A new raised crosswalk may be coming to an intersection near you.
Community Board 1 voted on Thursday to send a letter to study the proposal for a raised intersection on the corner of Olive Street and Maspeth Avenue. By having intersections that are flushed with the sidewalk, motorists are encouraged to slow speed and yield to pedestrians, according to the National Association of City Transportation Officials.
Currently, there are only 17 raised intersections in the city as part of the New York City Department of Transportation’s in house raised crosswalk program, according to a DOT representative. The DOT also stated that they have installed another 13 raised intersections as part of other Capital projects.
Mayor Eric Adams has pledged to convert 100 dangerous intersections each year into raised intersections.
“DOT crews are working diligently to increase the number of raised crosswalk to meet the Mayor’s goal. We have identified a number of locations that will be built with our in-house forces, some of which are already in construction. DOT is also working with our partner agency Department of Design and Construction to identify additional locations for inclusion in the capital program,” a representative from DOT said in an email.
Paul Kelterborn, a transportation committee member of Brooklyn Community Board 1, believes that this Williamsburg intersection is a perfect candidate. Kelterborn, a member of Friends of Cooper Park, believes that this improvement is necessary in large part to the influx of new residents that will be coming to the community.
The Cooper Park Commons, a new building with 557 units of housing and 200 shelter beds, will be opening soon and Kelterborn believes the raised intersection is one of the policy proposals that will help accommodate the influx of thousands of new residents.
Kelterborn’s proposal advocated for the raised intersection to use different materials and colors to differentiate the intersection. In the interim, Kelterborn believes the DOT should add curb extensions for shorter crossing distances and increased visibility, install planters and granite blocks to keep cars out of pedestrian space, as well as remove parked cars that block visibility on street corners.
While the raised intersection is a new proposal, features such as curb bump-outs have been requested for over a decade. The first calls for safety improvement were proposed in 2008 when residents complained about the intersection’s “fast-moving and unchecked vehicle traffic.”
A pedestrian safety plan that advocated for bump-outs at the intersection was recommended in 2010 by the Cooper Park Neighborhood Association. The DOT made some minor traffic calming and signage changes in 2015 that critics say didn’t adequately address the street safety conditions in the area.

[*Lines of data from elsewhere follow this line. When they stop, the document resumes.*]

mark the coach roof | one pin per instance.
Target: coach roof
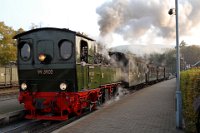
(51, 28)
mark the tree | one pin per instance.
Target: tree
(7, 47)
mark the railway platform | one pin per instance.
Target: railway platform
(150, 110)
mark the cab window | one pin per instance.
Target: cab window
(25, 52)
(65, 49)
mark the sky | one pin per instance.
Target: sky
(113, 22)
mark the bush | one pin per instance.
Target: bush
(190, 87)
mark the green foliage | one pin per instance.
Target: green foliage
(190, 82)
(7, 47)
(191, 54)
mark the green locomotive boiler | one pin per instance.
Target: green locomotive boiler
(59, 74)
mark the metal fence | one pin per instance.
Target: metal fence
(8, 76)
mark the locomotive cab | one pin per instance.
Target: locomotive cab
(58, 75)
(47, 67)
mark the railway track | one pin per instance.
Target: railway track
(40, 126)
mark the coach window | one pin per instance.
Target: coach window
(65, 49)
(25, 51)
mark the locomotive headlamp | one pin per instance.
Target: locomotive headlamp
(23, 86)
(63, 86)
(42, 57)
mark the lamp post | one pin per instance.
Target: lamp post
(178, 92)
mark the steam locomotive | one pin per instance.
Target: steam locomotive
(61, 73)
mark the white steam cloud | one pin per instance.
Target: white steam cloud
(136, 19)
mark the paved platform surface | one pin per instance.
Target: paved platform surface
(150, 110)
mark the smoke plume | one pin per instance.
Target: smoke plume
(134, 19)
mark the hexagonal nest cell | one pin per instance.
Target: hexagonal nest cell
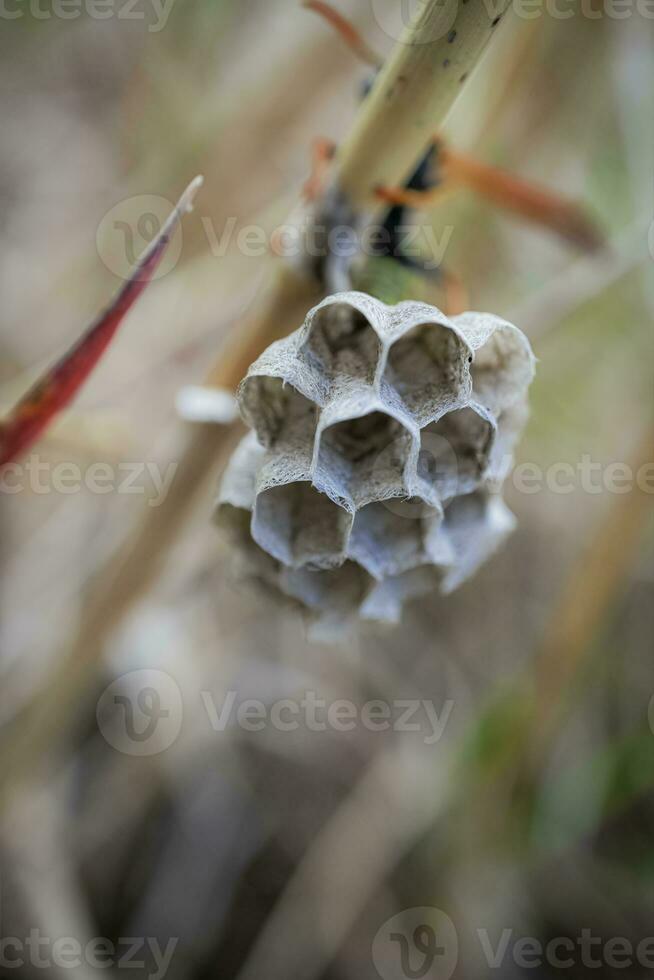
(388, 537)
(341, 341)
(455, 451)
(275, 409)
(502, 368)
(301, 527)
(427, 367)
(364, 455)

In 2019, the Greenpoint Renaissance Enterprise Corporation – a group of North Brooklyn community organizations – sent a letter to the DOT to express their concern about street safety.

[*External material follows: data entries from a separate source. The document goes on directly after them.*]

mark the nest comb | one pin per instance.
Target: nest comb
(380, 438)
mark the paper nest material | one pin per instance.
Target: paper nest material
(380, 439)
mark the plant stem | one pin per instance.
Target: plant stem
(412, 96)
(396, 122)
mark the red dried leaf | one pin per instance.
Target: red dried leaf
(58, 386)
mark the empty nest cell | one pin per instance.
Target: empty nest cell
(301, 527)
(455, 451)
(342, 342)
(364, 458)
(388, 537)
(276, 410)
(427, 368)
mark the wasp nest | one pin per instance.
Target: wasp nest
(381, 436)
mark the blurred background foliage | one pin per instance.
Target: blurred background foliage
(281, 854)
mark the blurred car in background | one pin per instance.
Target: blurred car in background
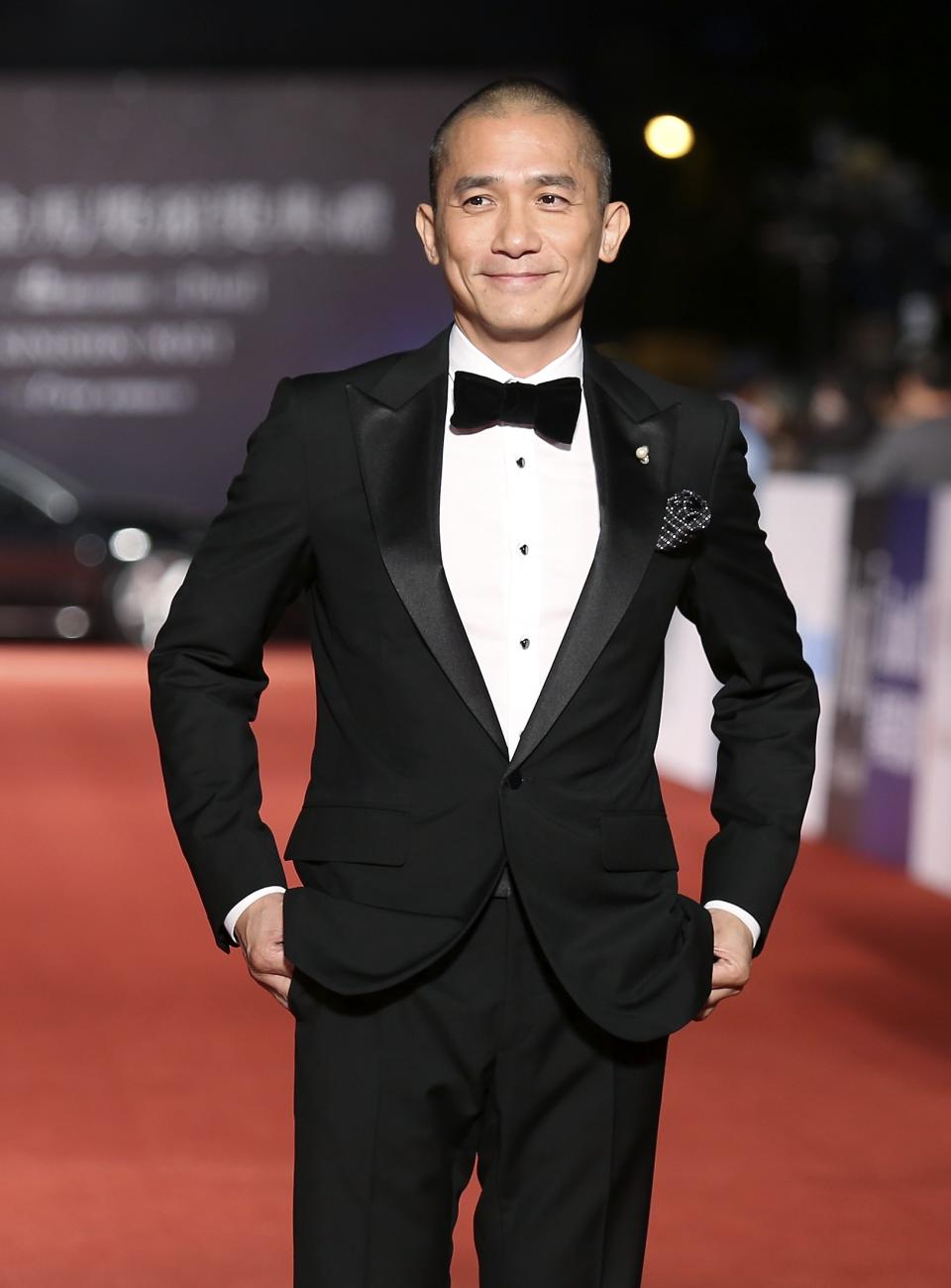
(75, 566)
(80, 566)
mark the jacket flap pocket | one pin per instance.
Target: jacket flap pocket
(350, 833)
(633, 842)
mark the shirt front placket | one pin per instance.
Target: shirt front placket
(523, 610)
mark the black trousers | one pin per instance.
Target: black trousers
(480, 1054)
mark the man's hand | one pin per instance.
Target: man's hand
(733, 949)
(260, 930)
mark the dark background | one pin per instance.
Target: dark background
(735, 239)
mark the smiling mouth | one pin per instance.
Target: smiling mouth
(515, 277)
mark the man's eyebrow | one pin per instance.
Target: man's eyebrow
(486, 180)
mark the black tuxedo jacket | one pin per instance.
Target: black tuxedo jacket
(414, 805)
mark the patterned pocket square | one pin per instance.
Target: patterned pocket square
(686, 514)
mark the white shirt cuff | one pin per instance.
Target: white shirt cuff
(245, 903)
(746, 917)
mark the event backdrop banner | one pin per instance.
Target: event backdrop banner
(170, 246)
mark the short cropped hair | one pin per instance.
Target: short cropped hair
(501, 98)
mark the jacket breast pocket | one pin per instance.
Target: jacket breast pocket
(350, 833)
(634, 842)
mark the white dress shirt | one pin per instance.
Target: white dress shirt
(518, 524)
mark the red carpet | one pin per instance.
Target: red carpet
(145, 1085)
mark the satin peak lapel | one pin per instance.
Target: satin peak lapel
(399, 451)
(632, 498)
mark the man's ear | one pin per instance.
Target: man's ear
(613, 227)
(425, 227)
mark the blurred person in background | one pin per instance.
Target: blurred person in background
(488, 949)
(912, 447)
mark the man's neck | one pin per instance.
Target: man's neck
(522, 357)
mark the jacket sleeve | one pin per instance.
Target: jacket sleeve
(205, 670)
(766, 709)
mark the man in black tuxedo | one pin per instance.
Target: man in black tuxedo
(488, 949)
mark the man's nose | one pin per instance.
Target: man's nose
(515, 233)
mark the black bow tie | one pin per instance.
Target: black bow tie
(551, 406)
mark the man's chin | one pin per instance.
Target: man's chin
(513, 329)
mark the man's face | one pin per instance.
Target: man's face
(518, 231)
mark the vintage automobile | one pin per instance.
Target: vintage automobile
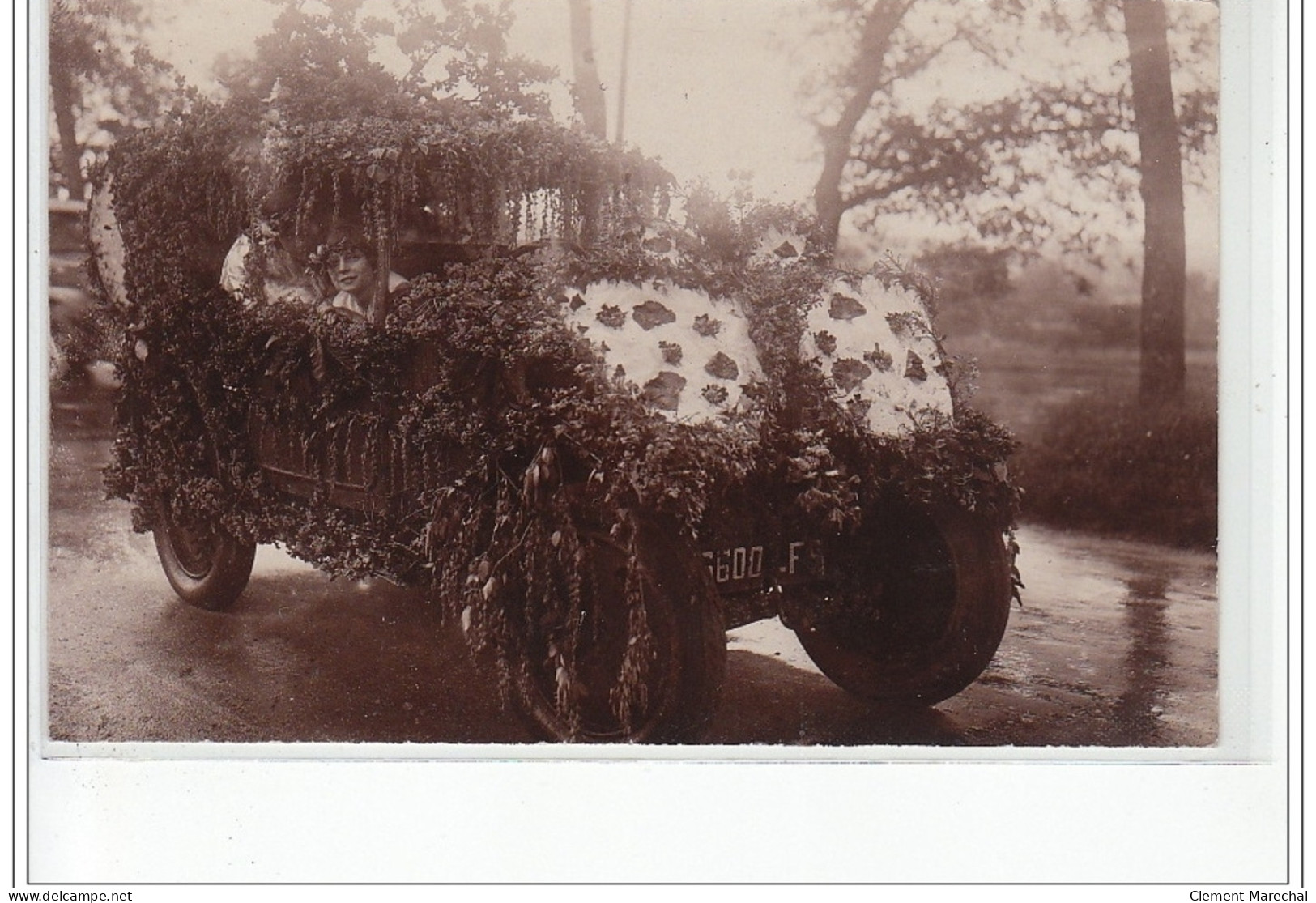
(596, 437)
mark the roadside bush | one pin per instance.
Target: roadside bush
(1120, 467)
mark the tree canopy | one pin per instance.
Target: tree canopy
(103, 80)
(1014, 120)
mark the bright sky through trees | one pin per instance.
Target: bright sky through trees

But now, in 2022, over a dozen community organizations from the St. Nicks Alliance to elected politicians like Councilwoman Jennifer Gutierrez have endorsed the raised intersection as a solution for the Cooper Park area.
“I hope with a new administration that has a focus on street safety that we will be able to get something ambitious like this done. The DOT has been unresponsive in the past” Kelterborn said in an interview. “We need to be proactively making streets safer rather than reactive.”